Fermi’s original theory used a vector × vector current structure. As data accumulated in the 1940s and 1950s, it became clear that the correct structure was actually V–A — vector minus axial-vector. This modification, introduced by Feynman, Gell-Mann, Sudarshan, and Marshak in 1957–58 following the discovery of parity violation by Wu et al. (1957), meant that the charged-current weak interaction couples only to left-handed particles and right-handed antiparticles. Neutrinos are produced in definite helicity states.

The V–A modification did not undermine Fermi’s fundamental insight. It refined the form of the current, but the overall four-fermion contact structure and the universal $G_F$ remained. In the modern Standard Model, both the V–A structure and the four-fermion coupling are derived quantities, emerging naturally from electroweak gauge theory with spontaneous symmetry breaking. The Fermi theory is now understood as an effective field theory — the low-energy limit of the full W-boson-mediated process, obtained by integrating out the heavy W field: ${\mathcal{L}}_{\text{EFT}}=\frac{g^2}{8M_W^2}[\bar{\psi }{\gamma }^{\mu }(1-{\gamma }^5)\psi ][\bar{\psi }{\gamma }_{\mu }(1-{\gamma }^5)\psi ]$ The original Fermi coupling emerges as $G_F/\sqrt{2}=g^2/(8M_W^2)$. With the measured W mass ($80.4$ GeV) and gauge coupling, the calculated $G_F$ agrees with the direct measurement to the precision of modern experiments.

Why the paper was initially rejected

Fermi submitted his theory to Nature in late 1933. The editors rejected it on the grounds that it was “too remote from physical reality”. Fermi published instead in Il Nuovo Cimento (Italian) and Zeitschrift für Physik (German). Both versions appeared in 1934.

The rejection is now a frequently cited example of editorial misjudgment. The paper went on to be one of the foundational works of particle physics, and Fermi himself received the 1938 Nobel Prize (though cited for different work, the induced radioactivity research that grew from his beta-decay framework). The beta-decay theory became the standard framework for nuclear and particle physics calculations until the unified electroweak theory of the 1970s superseded it as a fundamental description — while leaving it intact as an effective description at low energies.

Legacy

Fermi’s 1934 theory of beta decay did three lasting things.

It established the weak interaction as a quantitative theory. Before 1934, the weak interaction was a name for whatever process caused beta decay; after 1934, it was a specific coupling, $G_F$, with a known numerical value and a known mathematical structure.

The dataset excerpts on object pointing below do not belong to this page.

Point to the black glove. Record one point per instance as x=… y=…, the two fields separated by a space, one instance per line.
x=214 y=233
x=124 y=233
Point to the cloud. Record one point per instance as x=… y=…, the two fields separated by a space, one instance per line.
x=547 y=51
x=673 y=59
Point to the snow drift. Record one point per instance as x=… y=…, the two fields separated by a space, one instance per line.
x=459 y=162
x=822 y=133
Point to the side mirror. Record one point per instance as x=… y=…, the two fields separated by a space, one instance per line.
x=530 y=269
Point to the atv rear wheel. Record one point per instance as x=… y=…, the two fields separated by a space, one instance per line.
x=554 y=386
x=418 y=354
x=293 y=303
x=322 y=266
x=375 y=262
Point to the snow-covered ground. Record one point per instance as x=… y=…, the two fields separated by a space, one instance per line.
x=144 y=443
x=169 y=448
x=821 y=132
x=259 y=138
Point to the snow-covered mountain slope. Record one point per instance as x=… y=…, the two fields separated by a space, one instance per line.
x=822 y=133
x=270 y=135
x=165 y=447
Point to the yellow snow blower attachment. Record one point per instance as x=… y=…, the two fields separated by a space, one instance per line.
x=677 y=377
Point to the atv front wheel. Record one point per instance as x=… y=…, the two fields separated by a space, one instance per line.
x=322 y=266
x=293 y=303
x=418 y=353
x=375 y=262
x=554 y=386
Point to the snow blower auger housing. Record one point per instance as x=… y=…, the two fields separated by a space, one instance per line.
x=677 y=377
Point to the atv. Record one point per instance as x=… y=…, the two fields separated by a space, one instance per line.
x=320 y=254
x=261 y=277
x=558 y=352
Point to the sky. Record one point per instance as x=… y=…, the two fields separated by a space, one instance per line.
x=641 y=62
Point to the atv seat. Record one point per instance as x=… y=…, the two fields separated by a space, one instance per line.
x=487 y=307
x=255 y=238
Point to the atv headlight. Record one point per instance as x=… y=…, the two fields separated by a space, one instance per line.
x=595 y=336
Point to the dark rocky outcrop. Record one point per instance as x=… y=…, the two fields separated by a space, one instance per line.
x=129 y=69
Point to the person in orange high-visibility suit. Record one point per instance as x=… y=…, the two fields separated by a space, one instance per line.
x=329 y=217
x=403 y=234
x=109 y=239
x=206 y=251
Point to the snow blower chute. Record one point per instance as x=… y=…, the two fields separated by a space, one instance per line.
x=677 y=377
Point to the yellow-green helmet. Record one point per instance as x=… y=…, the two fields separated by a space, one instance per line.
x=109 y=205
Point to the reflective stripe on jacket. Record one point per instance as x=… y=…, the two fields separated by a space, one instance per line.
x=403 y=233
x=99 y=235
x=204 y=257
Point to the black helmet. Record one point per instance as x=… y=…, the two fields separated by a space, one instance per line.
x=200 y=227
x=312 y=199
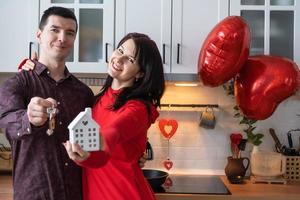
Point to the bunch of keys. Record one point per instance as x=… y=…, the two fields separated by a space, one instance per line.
x=51 y=111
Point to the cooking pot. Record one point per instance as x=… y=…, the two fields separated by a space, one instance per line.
x=155 y=177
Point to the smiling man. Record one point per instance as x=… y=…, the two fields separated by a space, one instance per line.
x=42 y=168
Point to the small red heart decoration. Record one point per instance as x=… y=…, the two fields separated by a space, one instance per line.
x=168 y=127
x=168 y=164
x=168 y=183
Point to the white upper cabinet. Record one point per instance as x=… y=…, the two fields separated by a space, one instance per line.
x=274 y=26
x=178 y=27
x=95 y=37
x=19 y=21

It gave the neutrino a calculable phenomenology. Any experiment proposing to detect neutrinos could now estimate the expected rate, down to absolute numerical predictions. Bethe and Peierls’s “light-year mean free path” conclusion, Reines and Cowan’s detector design at Savannah River, and every subsequent neutrino experiment rests ultimately on the Fermi-theory rate calculation.

It pioneered the current-current structure of gauge-boson-mediated interactions. The generalisation of Fermi’s four-fermion interaction to the modern electroweak Lagrangian is one of the longest-running conceptual threads in 20th-century physics. Every electroweak cross-section calculated today begins, directly or indirectly, from the mathematical architecture Fermi established in the 1934 paper.

Ninety-two years later, $G_F$ is one of the most precisely measured constants in physics, known to better than one part per million through muon-decay lifetime measurements. Its original determination — Fermi extracting it by hand from a few beta-decay rates in 1933 — was accurate to within a factor of two of the modern value.